3. It was urged by counsel for plaintiff in error, in their brief in this court, that, even if the act of 1881 is unconstitutional, there could not be a lawful conviction in this case, because, by acts approved in 1879 and 1891, amendatory of the charter of the city of Carrollton, the municipal authorities were given power to regulate the sale of liquors and to grant or refuse licenses therefor, and that consequently the accused should have been indicted under those acts, and not under the act of 1875. Nowhere in the record, however, does it appear that any such point was raised in the trial below. It was, so far as we are informed, made for the first time here, and apparently did not occur even to the counsel for the plaintiff in error until shortly before the hearing in this court, for their argument on this point is written with pen and ink upon the cover of a typewritten brief. Following the well-established practice, we must confine our decision to the questions which are properly shown to have been made in and passed upon by the trial court.

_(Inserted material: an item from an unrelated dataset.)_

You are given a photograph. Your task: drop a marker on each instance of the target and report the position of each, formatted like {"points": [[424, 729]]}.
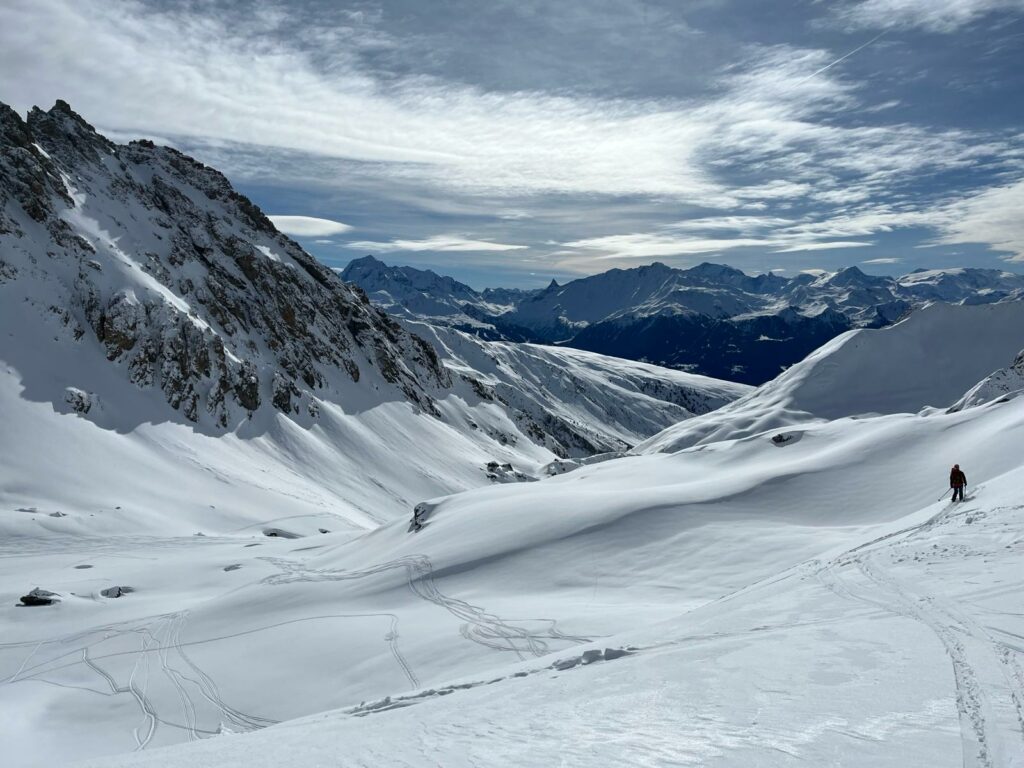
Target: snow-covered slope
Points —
{"points": [[739, 602], [809, 603], [928, 359], [581, 402], [163, 341], [711, 318]]}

4. There is not sufficient merit in the remaining grounds of the motion for a new trial to warrant extended discussion of them here. In view of what is laid down above, the request to charge embodied in the motion was properly refused; it does not appear that the court abused its discretion in refusing to grant a continuance; the alleged improper remarks of the solicitor were not taken advantage of by a motion for a mistrial; the evidence, while conflicting, was sufficient to warrant the verdict of guilty, and the court did not err in refusing to grant a new trial.

Judgment affirmed.

All concurring, except Little, J., absent, and





Dissenting Opinion

Lewis, J.,

dissenting, for the reasons expressed in the dissenting opinion delivered in the case of O’Brien v. State, 109 Ga. 58.